Könnte es möglich sein, dass junge Syrer vor ihrer Flucht nach Deutschland in den Metropolen Damaskus und Aleppo nur ein paar Straßenzüge voneinander entfernt aufgewachsen sind, sich aber jetzt erst im St. Wendeler Land begegnen? Um zumindest jetzt ihre Landsleute sowie Helfer und Betreuer besser kennenzulernen, hat das Nohfelder Flüchtlingsnetzwerk ein Friedensfest in der Gonnesweiler Mehrzweckhalle veranstaltet.

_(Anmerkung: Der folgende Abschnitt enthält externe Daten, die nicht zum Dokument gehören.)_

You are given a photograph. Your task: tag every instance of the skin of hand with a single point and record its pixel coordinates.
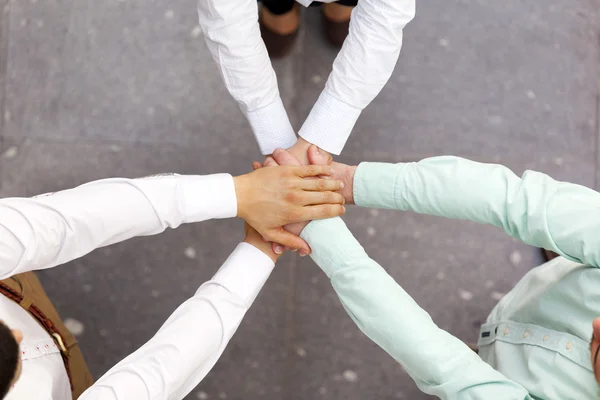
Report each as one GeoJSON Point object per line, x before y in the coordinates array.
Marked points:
{"type": "Point", "coordinates": [255, 239]}
{"type": "Point", "coordinates": [270, 198]}
{"type": "Point", "coordinates": [595, 348]}
{"type": "Point", "coordinates": [300, 151]}
{"type": "Point", "coordinates": [342, 172]}
{"type": "Point", "coordinates": [283, 157]}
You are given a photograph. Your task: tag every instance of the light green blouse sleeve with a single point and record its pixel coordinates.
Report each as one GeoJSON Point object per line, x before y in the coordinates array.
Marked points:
{"type": "Point", "coordinates": [536, 209]}
{"type": "Point", "coordinates": [440, 364]}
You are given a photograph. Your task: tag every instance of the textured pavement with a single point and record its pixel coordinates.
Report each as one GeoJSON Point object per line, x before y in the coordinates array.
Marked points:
{"type": "Point", "coordinates": [127, 88]}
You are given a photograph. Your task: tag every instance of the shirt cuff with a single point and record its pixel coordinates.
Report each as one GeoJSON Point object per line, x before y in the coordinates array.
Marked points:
{"type": "Point", "coordinates": [333, 246]}
{"type": "Point", "coordinates": [374, 185]}
{"type": "Point", "coordinates": [211, 196]}
{"type": "Point", "coordinates": [245, 272]}
{"type": "Point", "coordinates": [272, 128]}
{"type": "Point", "coordinates": [329, 123]}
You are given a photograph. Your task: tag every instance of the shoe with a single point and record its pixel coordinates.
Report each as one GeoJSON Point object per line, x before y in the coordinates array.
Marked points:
{"type": "Point", "coordinates": [548, 255]}
{"type": "Point", "coordinates": [279, 32]}
{"type": "Point", "coordinates": [336, 23]}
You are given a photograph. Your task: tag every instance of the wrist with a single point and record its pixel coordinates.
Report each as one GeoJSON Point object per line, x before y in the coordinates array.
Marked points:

"Tolle Sache", wertete der in Bosen wohnende Syrer Baghri. Der Betriebswirtschaftsstudent ist richtig glücklich, sich auch einmal mit vielen seiner Landsleute austauschen zu können. "Ich weiß ja sonst nicht, wer in Walhausen oder Gonnesweiler lebt", sagte der aus Aleppo stammende junge Mann. Derzeit nimmt er am Integrationskurs in St. Wendel teil. "Den Rest bleibe ich zu Hause. Ich bin doch auf andere angewiesen, weil ich ohne Auto nicht wegkomme", berichtete Baghri. Ein eigener Wagen koste zu viel Geld. Und was seinen syrischen Führerschein betrifft: "Den Theorieteil und zwei, drei Fahrstunden müsste ich machen. Vielleicht kostet mich das 1000 Euro", vermutete Baghri. Seine Deutschkenntnisse sind bereits top, will sie dennoch ausbauen.

Aktuell leben 144 Syrer, Afghanen und Eritreer in der Gemeinde Nohfelden. In Gonnesweiler hat sich Stefan Kunz frühzeitig intensiv mit dem Aufbau eines Flüchtlingsnetzwerkes befasst. Kunz blickte zurück: "Die erste Zeit im vergangenen Januar war schwer, geprägt von Berührungsängsten beider Seiten." Sein Dank gelte allen Ehrenamtlichen, die sich von der Spielzeugbeschaffung bis zum Fahrdienst vorbildlich um die Belange der Asylbewerber kümmerten.

Dass fußballbegeisterte Menschen aus den Krisenländern mittlerweile im Trikot der Spielgemeinschaft (SG) Bostalsee auf Torejagd gehen, kommt nicht überraschend. Ist das Spiel mit dem runden Leder doch in Syrien Sportart Nummer eins.

Zunächst schwer vorstellbar, dennoch Realität. Fünf zwischen 20 und 24 Jahren alte in Sötern lebende Syrer sind als Tänzer beim Bosener Ensemble La Volte dabei. Für die folkloristische Tanzgruppe sei dies zurzeit ein Problem: "Jetzt haben wir zu wenig Frauen in der Gruppe", scherzte Mitgründer Josef Kramer. Indes saßen bei Yusuf, Ristam, Ali, Feras und Adesalam Frack und Zylinder wie angegossen, als sie mit ihren Partnerinnen die Bühne betraten und zur Musik von Johann Strauß eine Walzer-Kostprobe darboten.

"In Syrien gibt es viel Folkloremusik, und das Tanzen macht sehr viel Spaß. Wir sind regelmäßig jede Woche beim Training", berichtete Abdesalam. Über La-Volte-Mitglied Adrian Finkler ist das Quintett zum Tanzen gekommen.

Kramer griff nach der Vorführung zum Mikrofon und nutzte die Gelegenheit, um für Tänzerinnen zu werben. "Wenn sich unter den Frauen welche befinden, die gerne tanzen, sind sie bei uns in der Gruppe immer willkommen", rief Kramer zu.